Reports reveal the concerns that led the Welsh Government to refuse to grant the £210m loan guarantee requested by the project team to enable it to go ahead.
Economy Secretary Ken Skates said that the Welsh Government had been unable to publish the fit and proper person test report carried out on the project’s directors because Michael Carrick, who has led the Circuit, had not consented to its release.
Among the revelations are that the overall amount of funding which would have been required by the Welsh Government would have been £373.5 million – 56% of the project’s total cost. Ken Skates had said the project, which was first announced in 2011, would not be approved unless it was at least 50% funded by the private sector.
It was also revealed the number of jobs which would have been created during the construction of the racetrack would have been just 154, far short of the 1,461 claimed by HoVDC. Although a further 696 jobs would have been created during construction of the other elements of the project, this is still lower than the 893 predicted by the developers.
It was also revealed the HoVDC had based a number of its claims on reports created as long ago as December 2012, and had based revenue predictions on the assumption that the venue would be full to capacity for every event, despite trends showing a decline in attendances at motorsport events.

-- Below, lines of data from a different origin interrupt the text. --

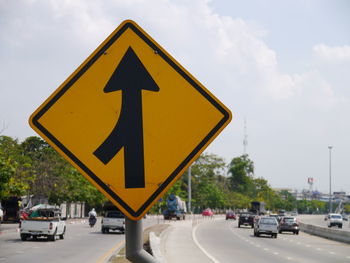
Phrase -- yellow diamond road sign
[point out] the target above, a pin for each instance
(131, 119)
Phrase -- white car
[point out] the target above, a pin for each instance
(45, 223)
(335, 220)
(267, 226)
(113, 220)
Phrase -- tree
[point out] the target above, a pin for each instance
(241, 171)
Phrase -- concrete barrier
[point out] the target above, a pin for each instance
(330, 233)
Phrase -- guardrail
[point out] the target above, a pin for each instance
(330, 233)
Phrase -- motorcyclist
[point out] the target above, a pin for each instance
(92, 213)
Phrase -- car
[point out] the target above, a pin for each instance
(246, 219)
(289, 224)
(334, 220)
(278, 217)
(267, 226)
(44, 221)
(207, 212)
(230, 215)
(113, 220)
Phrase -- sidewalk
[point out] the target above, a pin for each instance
(178, 245)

In a statement Mr Skates said: “The financial and construction reports that have been published draw attention to the risks highlighted by our advisors, including the risk to public finances that would have been created by offering the requested guarantee. The review of the economic impact evidence considers the benefits to Wales that were claimed by the developer.”
He added a Fit and Proper Person report into a number of the main figures at the Heads of the Valleys had not been released as chief executive Michael Carrick had not given consent to the documents being made publicly available.
The scrapped project still cost Welsh taxpayers more than £9.3 million. In 2012 the Welsh Government handed the Heads of the Valleys a £2 million grant, and, in May 2016, it was forced to pay out more than £7.3 million to Santander after the bank recalled a loan the firm was unable to repay.
When the project was refused the Welsh Government announced it would instead built a new automotive technology park in Ebbw Vale, funded with £100 million over the next 10 years, which it said could create up to 1,500 new jobs.